Mid-Autumn Festival

Photo credit: John Loo

Mid-Autumn Festival 中秋节 Zhōngqiū jié

中秋节 Zhōngqiū jié falls on the 15th day of the 8th lunar month of the Chinese calendar (usually around mid- or late-September in the Gregorian calendar). This year, it is celebrated on the 13th September 2019. It is a date that parallels the Autumn and Spring Equinoxes of the solar calendar. The traditional food of this festival is the mooncake.

Farmers celebrate the end of the summer harvesting season on this date. Traditionally, on this day, Chinese family members and friends will gather to admire the bright mid-autumn harvest moon, and eat moon cakes and pomeloes together. Accompanying the celebration, there are additional cultural or regional customs, such as: Eating moon cakes outside under the moon, carrying brightly lit lanterns, lighting lanterns on towers, floating sky lanterns.

Other activities also include planting Mid-Autumn trees, collecting dandelion leaves and distributing them evenly among family members and watching fire Dragon Dances.
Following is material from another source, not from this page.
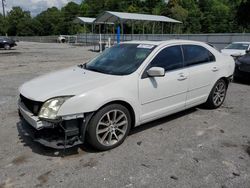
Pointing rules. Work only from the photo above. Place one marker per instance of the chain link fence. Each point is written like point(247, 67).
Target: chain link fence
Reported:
point(218, 40)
Mooncakes are Chinese pastry traditionally eaten during the Mid-Autumn Festival. 
Typical mooncakes are round or rectangular pastries, measuring about 10 cm in diameter and 4-5 cm thick. A thick filling usually made from lotus seed paste is surrounded by a relatively thin (2-3 mm) crust and may contain yolks from salted duck eggs. Mooncakes are rich, heavy, and dense compared with most Western cakes and pastries. They are usually eaten in small wedges accompanied by Chinese tea.